Ethical and Political Principles for a Just Society
Ethical Model and Political Action
Achieving an ethical model requires effective political and social action. This involves establishing universally acceptable norms and values, coordinating moral heteronomy and personal autonomy, and creating a shared project with duties imposed on us. The pattern of life that follows universally desirable individual duties must include at least:
- Recognition of duties prior to legislation: This includes core values such as life, liberty, and equality.
- Rejection of illegitimate differences: Ensuring that we are not victims of discrimination.
- Participation in political power: To achieve freedom, equality, and security.

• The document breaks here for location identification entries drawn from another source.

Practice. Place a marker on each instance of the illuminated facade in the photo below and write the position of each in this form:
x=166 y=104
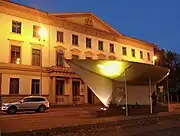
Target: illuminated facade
x=26 y=57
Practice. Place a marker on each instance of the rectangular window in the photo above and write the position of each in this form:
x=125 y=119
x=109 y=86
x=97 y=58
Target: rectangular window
x=111 y=47
x=141 y=54
x=14 y=86
x=36 y=57
x=16 y=27
x=148 y=56
x=35 y=87
x=15 y=54
x=59 y=58
x=100 y=45
x=36 y=31
x=59 y=87
x=75 y=57
x=74 y=39
x=124 y=50
x=88 y=58
x=76 y=88
x=88 y=43
x=59 y=36
x=133 y=53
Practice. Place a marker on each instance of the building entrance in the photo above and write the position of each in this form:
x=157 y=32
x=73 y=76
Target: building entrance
x=76 y=91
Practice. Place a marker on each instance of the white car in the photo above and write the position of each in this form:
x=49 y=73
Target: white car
x=31 y=103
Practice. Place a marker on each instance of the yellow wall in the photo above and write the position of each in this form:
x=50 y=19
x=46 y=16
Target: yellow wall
x=24 y=84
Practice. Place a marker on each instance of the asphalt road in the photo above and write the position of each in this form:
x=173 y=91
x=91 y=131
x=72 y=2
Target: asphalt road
x=58 y=117
x=168 y=128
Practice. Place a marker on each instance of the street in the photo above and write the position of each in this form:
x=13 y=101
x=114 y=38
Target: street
x=61 y=117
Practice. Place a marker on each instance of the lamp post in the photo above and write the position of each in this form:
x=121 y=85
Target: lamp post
x=42 y=34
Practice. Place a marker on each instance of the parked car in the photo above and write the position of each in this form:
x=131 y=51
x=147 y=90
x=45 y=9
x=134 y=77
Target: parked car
x=30 y=103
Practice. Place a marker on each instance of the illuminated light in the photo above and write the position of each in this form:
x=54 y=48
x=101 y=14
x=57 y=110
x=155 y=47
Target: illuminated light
x=18 y=61
x=110 y=68
x=42 y=32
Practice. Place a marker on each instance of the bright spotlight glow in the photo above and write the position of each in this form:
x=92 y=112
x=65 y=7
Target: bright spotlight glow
x=110 y=68
x=42 y=32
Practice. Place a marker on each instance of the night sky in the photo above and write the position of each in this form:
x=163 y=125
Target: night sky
x=155 y=21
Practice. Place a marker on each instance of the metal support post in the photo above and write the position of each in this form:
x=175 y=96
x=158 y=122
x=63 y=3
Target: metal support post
x=150 y=94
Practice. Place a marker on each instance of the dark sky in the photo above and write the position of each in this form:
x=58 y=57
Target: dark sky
x=156 y=21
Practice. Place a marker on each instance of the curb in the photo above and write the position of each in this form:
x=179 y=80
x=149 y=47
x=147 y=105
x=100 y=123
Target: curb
x=129 y=123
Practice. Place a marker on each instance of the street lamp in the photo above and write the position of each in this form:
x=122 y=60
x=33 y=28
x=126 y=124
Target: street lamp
x=154 y=59
x=42 y=34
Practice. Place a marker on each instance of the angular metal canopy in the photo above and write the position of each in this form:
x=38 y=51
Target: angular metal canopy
x=99 y=75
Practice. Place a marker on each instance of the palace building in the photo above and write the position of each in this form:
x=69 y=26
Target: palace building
x=34 y=44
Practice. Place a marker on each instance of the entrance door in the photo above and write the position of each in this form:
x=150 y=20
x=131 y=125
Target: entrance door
x=76 y=91
x=90 y=96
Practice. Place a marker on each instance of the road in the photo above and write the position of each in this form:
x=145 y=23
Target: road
x=168 y=128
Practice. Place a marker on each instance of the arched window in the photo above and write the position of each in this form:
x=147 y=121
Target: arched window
x=59 y=58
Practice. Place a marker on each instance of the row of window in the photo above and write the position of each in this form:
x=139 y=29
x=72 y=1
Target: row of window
x=35 y=87
x=16 y=28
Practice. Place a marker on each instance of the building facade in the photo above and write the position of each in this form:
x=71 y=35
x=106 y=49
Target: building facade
x=26 y=57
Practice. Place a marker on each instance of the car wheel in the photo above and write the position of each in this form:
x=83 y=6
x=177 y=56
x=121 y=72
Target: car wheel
x=12 y=110
x=41 y=109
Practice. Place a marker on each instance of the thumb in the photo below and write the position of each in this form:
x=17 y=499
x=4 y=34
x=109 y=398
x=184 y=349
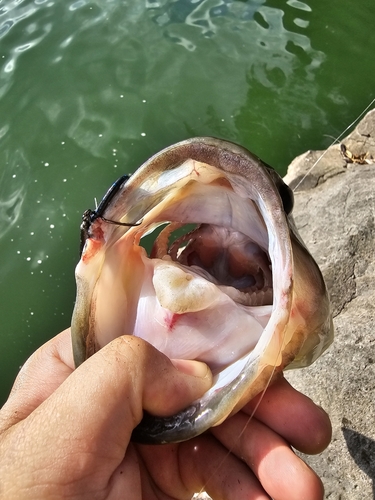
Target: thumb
x=87 y=422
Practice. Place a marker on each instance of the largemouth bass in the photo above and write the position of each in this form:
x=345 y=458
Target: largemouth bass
x=238 y=291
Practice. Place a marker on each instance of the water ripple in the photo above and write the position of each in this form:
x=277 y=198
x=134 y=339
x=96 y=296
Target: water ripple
x=13 y=182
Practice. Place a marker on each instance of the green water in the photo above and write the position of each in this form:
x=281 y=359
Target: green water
x=90 y=89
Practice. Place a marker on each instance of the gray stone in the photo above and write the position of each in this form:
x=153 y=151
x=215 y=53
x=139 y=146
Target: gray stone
x=335 y=213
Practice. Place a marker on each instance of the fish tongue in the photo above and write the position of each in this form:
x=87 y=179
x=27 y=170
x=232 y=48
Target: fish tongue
x=180 y=291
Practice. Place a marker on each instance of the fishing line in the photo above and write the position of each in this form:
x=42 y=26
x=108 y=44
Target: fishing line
x=251 y=416
x=336 y=141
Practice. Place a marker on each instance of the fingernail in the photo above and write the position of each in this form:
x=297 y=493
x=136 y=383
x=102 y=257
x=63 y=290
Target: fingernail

- Rationality as the optimal way to resolve conflicts: Reason will lead us to understanding, while irrationality is a source of violence and injustice.
- Assurance policies: Protecting against injustice with systems of warranties.
- The social function of property: Defending the value of equality and other values as they are affected by economic factors.
- Aid policies: The equality of human beings and help imposes conducts.
Ethical Criteria and Theories
The ethical model must meet ethical criteria such as:
- The moral experience of humanity and the impartial study of historical evolution.
- The requirement of coherence and the ability to foresee consequences.
It should be compared to similar theories, considering the significant decline in ethical considerations.
- Material Ethics: Argues that there is a purpose that guides our behavior and establishes a set of rules to achieve it.
- Formal Ethics: Focuses on finding or making good, without mentioning happiness and without specific rules.
Citizenship and Political Participation
- Citizen Candidate: Conforms to the dictates of power.
- Active Citizen: Capable of critically examining the world around them and acting conscientiously.
Political action is how we organize and participate in common government. Political society is the state and its component institutions. Civil society is a set of social coordination institutions not dependent on the state administration.
Citizen participation should be public action through politics and civil means. It must satisfy three objectives:
- Improving public space: The public use of reason is the mediating element between civil society and political power.
- Increasing “community capital”.
Understanding Politics
- Political History: The part of history that depicts the evolution of systems of political organization.
- Political Science: Studies the fundamental concepts of political systems, their structure, functions, varieties, and different forms of social organization related to power.
- Political Philosophy: Responsible for examining the origin of politics, not merely studying political systems but developing theories on the origin and legitimacy of political power, rational analysis, and criticism.
Political Theories
Different theories are distinguished by their origin, legitimacy, and different forms of exercise.
1a. Organic Theory: Believes that the human being can only be fulfilled and achieve full happiness in the community (polis). Aristotle states that man is by nature a political animal and that society is detached.
1b. Individualistic Theory: Assumes that the individual is sovereign and chooses to live under a common power as a more effective way to organize coexistence. This change resulted in the preeminence of the individual and their personal autonomy.
2a. Absolutist Theory (Machiavelli and Hobbes): Argues that power should be exercised absolutely over citizens, who are understood as subjects.
2b. Liberal Theory: A precursor of modern democracies, it sought a legitimation of power that was not in power itself but in a series of rights and freedoms, namely that all human beings are equal and sovereign.
Relationship Between Ethics and Politics
- No relationship – Political Realism: Argues that politics is different from ethics. Representative: Machiavelli’s “The Prince.”
- Idealism in Politics: Argues that ethics prevails over politics. Example: Thomas More’s “Utopia.”
- Relationship with Recognition of Differences: There is a political ethic or implication between the two.
Justice and Equality
Aristotle distinguished two types of justice: distributive and commutative. The first varied according to merit, and the second was based on agreed-upon terms. Justice as Freedom: Freedom is an undeniable right, and a democratic state must guarantee this and provide the right conditions for freedom to unfold. Justice and Legal Security: Legal certainty is the certainty provided by the law of certain values and freedoms guaranteed by law. Justice and Ethics: To each their own; rights are prior to justice. Righteous behavior is to treat each one according to their rights; it is unethical according to the model.